I haven't read all the replies, so it might have come up:
" While the Gameboy was an evolution of the Game and Watch, it would be appropriate to describe the Gameboy as the initial disruptor since Game and Watch wasn’t as widespread outside Japan. The Gameboy fit the disruptor description well. It was definitely a crummy product for non-consumers. It was, in every way, inferior to the NES. However, it brought values to it that the NES did not have: it was portable.
“But Malstrom!” you say. “Are you saying that the Gameboy was disrupting the NES, that Nintendo was disrupting itself? Are you insane?”
The correct action for a disruptor is to follow-up previous disruption with another disruptive product to cannibalize their business.

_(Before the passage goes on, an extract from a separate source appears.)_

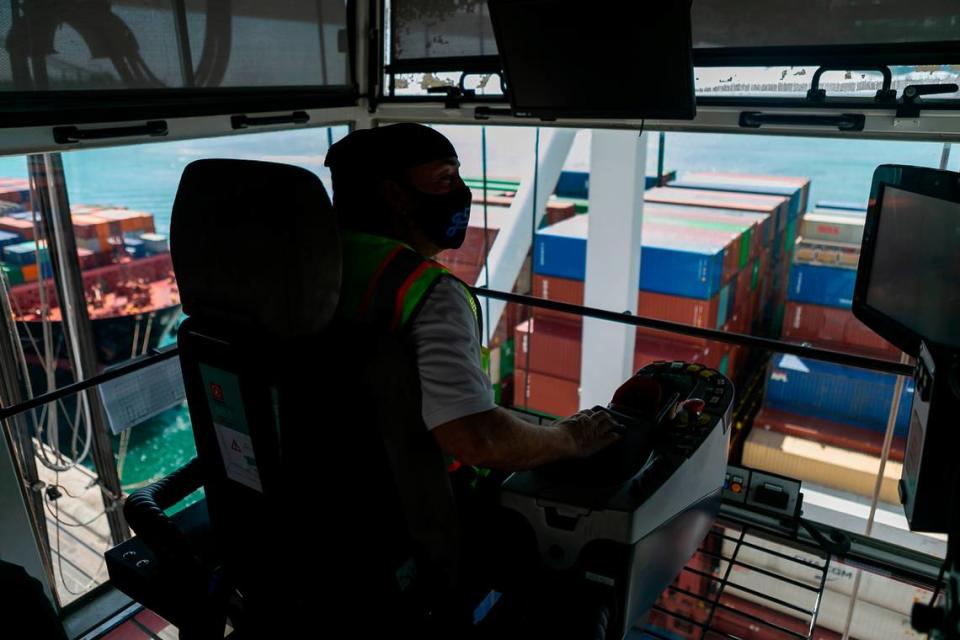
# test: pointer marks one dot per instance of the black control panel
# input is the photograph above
(666, 410)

Had console gaming remained forever in the 8-bit generation, it is obvious that Gameboy would have disrupted consoles as its mobile technology improved. Instead, console gaming moved upmarket and handhelds have always been a couple of generations behind.
While competitor consoles are the obvious reason for Nintendo moving upmarket (to 16-bit, to 64-bit, and so on), the bigger problem is Gameboy cannibalizing the console market. In the future, this will become a problem for Sony with their handheld. The point is that the handheld business forced Nintendo to keep moving its console to the upmarket (or else risk it becoming gobbled up by the improving Gameboy). Nintendo’s solution was innovative: the DS turned Gameboy into a product that does not resemble a portable console for there are two screens and a touch pad (which cannot easily be put on consoles). This would later allow Nintendo to create a disruptive console without risk of its handheld equivalent eating it up."